New functionality for the appliance CLI

  • appliance-cli service metrics level allows to set the metric level of SCION services. The default level is prod. With the level set to debug the service exposes additional metrics.

  • appliance-cli crypto forwarding-key --size X generates a SCION AS forwarding key on the appliance.

  • appliance-cli info auth the configured management API users and whether they are using the insecure default password.

  • appliance-cli info network shows network interface state information.

  • appliance-cli info scion shows SCION state information.

  • appliance-cli info tunneling prints the status of the IP-in-SCION tunneling. For each domain it reports the number of prefixes that are received/advertised and the remote endpoints per ISD-AS.

Impoved appliance health API endpoint

A new health API endpoint has been added to the appliance GET /api/v1/health. It reports the health status of the appliance based on a set of health checks that are executed. appliance-cli get health will show the health status of the appliance. This endpoint should be preferred over the existing GET /api/v1/debug/services/{service_name}/health endpoints.

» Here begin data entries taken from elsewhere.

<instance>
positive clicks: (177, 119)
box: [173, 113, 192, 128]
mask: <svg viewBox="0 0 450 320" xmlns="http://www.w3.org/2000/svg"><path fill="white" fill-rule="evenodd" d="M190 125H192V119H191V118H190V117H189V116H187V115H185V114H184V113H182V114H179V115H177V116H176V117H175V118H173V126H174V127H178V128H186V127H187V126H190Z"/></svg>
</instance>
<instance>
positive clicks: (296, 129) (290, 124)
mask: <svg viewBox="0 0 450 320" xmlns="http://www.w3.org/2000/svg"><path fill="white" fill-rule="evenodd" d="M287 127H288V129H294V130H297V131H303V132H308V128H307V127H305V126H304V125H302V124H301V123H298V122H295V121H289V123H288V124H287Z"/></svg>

For more details about the health checks refer to the Appliance API Specification.

Configurable CPU and memory resource limits per service

The CPU and memory resource limits can now be configured per service using the system.resources.service_limits section. This allows fine-grained control over how much CPU and memory each service can use. Furthermore, the defaults for all performance-critical services have been adjusted to better match the actual resource requirements of these services.

Note

This is a feature for expert users. The default values should be sufficient for most deployments.

Various other improvements

  • The size of RX/TX queues for VPP interfaces can now be configured on the appliance. The default value is 1024. This is an expert setting and the default value should be sufficient for most deployments.

  • The VRRP preempt mode can be disabled by setting the no_preempt option to true in the VRRP configuration. This can be used to prevent a backup from taking over the master role even if it has a higher priority.

  • The appliance API now validates that the configured VPP main thread and the number of VPP worker threads are valid with respect to the CPUs available on the appliance.

  • The validation of the appliance cluster configuration is now stricter and detects more misconfigurations. Specifically it detects duplicate cluster synchronization endpoints, duplicate SCION shards, duplicate SCION control addresses, and duplicate SCION neighbor interfaces.

Fixes

  • The appliance-cli info command does no longer report misleading health status information for the appliance.

  • The BGP ASNs 23456, 65535 and 4294967295 are no longer allowed to be configured on the appliance. These ASNs are reserved and should not be configured.

  • The VRRP preempt mode is now enabled by default as the RFC 5798 defines it. This means that the master router will preempt the backup router if it comes back online after a failure. This is a change from the previous behavior where the preempt mode was disabled by default.

  • The appliance now correctly configures the firewall to allow SCION traffic on the internal SCION interface if the interface is configured using the LINUX driver. Before, the firewall would block SCION traffic on such interfaces.

  • The VPP main thread will now no longer use 100% of a CPU core when the number of VPP worker threads is larger than 0.

  • IP prefixes configured in the static announcements are now properly announced again after deconfiguring the next-hop IP address.

Breaking changes

  • For all static-announcements, next-hop tracking must be defined by default. The enabled flag is replaced by a disabled flag, which is set to false by default. If disabled is set to true, the next-hop tracking is disabled. The automatic configuration migration will automatically adapt the configuration. Make sure that you have a next-hop set if you have static announcements.